POST /v1/chat/completions

OpenAI-compatible chat completions. If you have code that talks to https://api.openai.com/v1/chat/completions, point the base URL at https://api.olava.dev/v1 and your existing client should work.

POST /v1/chat/completions

Auth

Authorization: Bearer olv_sk_... — see Authentication.

Request body

The body shape mirrors OpenAI's /v1/chat/completions. Fields we care about:

Field	Required	Notes
`model`	no	Defaults to `olava-extract`.
`messages`	yes (or `prompt`)	Standard OpenAI message list.
`prompt`	yes (or `messages`)	Plain prompt; used by some legacy clients.
`stream`	no	When `true`, returns Server-Sent Events.
`max_tokens`	no	Clamped to 4,096. Higher values, missing values, zero, or non-integer values are treated as 4,096.
Standard OpenAI params (`temperature`, `top_p`, `stop`, etc.)	no	Honored.

Size limits

Input above 32,768 tokens rejects with 413 input_too_large.
Request body above 32 MB rejects with plain 413.

Non-streaming response

{
  "id": "chatcmpl-...",
  "object": "chat.completion",
  "model": "olava-extract",
  "choices": [
    {"message": {"role": "assistant", "content": "Hi!"}, "finish_reason": "stop"}
  ],
  "usage": {"prompt_tokens": 7, "completion_tokens": 3, "total_tokens": 10}
}

usage is always populated.

Streaming response

Set stream: true to receive Server-Sent Events. A final usage chunk arrives before [DONE]:

HTTP/1.1 200 OK
Content-Type: text/event-stream

data: {"id":"chatcmpl-...","choices":[{"delta":{"content":"Hi"}}]}

data: {"id":"chatcmpl-...","choices":[],"usage":{"prompt_tokens":7,"completion_tokens":3,"total_tokens":10}}

data: [DONE]

Mid-stream cap abort

If your spend cap is reached mid-stream, the stream emits an error event and closes:

event: error
data: {"code":"spend_cap_exceeded","message":"Spend cap reached during this request. Raise your cap to continue.","docs_url":"https://docs.olava.dev/billing/spend_cap_exceeded"}

Chunks delivered before the abort are billable.

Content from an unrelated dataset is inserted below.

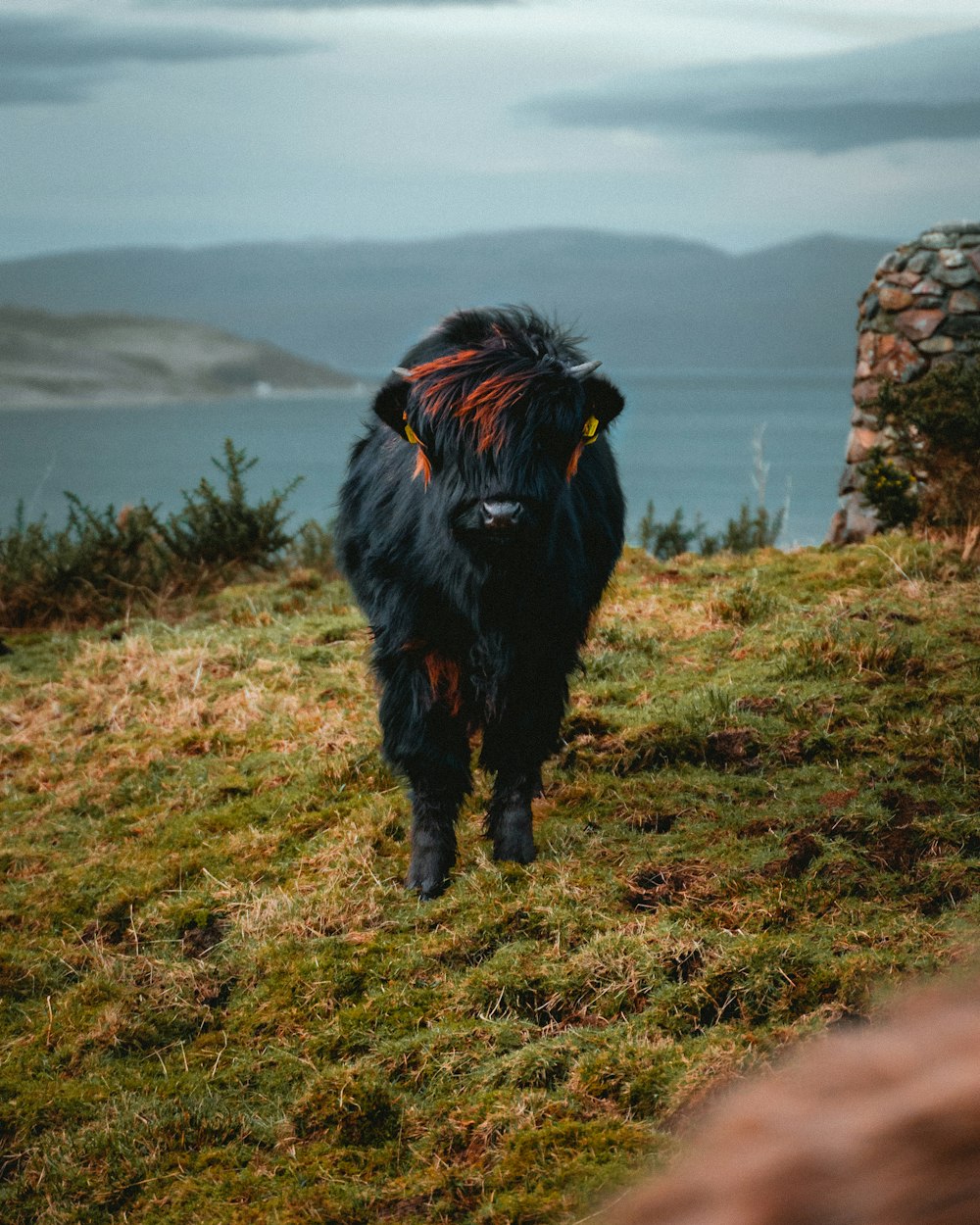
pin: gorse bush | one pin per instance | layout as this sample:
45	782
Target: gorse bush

See Spend cap.

Service errors mid-stream

If the service hits an internal error after streaming has started:

data: {"error":"service_unavailable","status":500}
data: [DONE]

In that case you are not billed for the call — only fully-completed calls produce a usage record.

Status codes

Status	Code	Notes
200	—	Success.
400	`invalid_json_body`, `body_must_be_object`	Malformed request body.
401	(various)	See Authentication.
402	`onboarding_incomplete`, `spend_cap_exceeded`, `payment_failed`, `subscription_canceled`	See Errors.
413	`input_too_large`	Input token count above 32,768.
413	—	Body above 32 MB.
429	(various)	See Rate limits.
503	—	Service temporarily unavailable. Honor `Retry-After` and try again.

Rate limit

Per-key request rate is the limit to plan against — default approximately 10 RPS per key, configurable per key by support. Honor Retry-After on 429. See Rate limits.

Billing guarantees

You are billed only for fully-completed responses. If the call errors before any tokens are produced, or fails mid-stream due to a service issue, that call is not billable.
A reservation against your spend cap is taken before the call runs and the difference is refunded when the call finishes. You will never be billed past your monthly spend cap within rounding precision.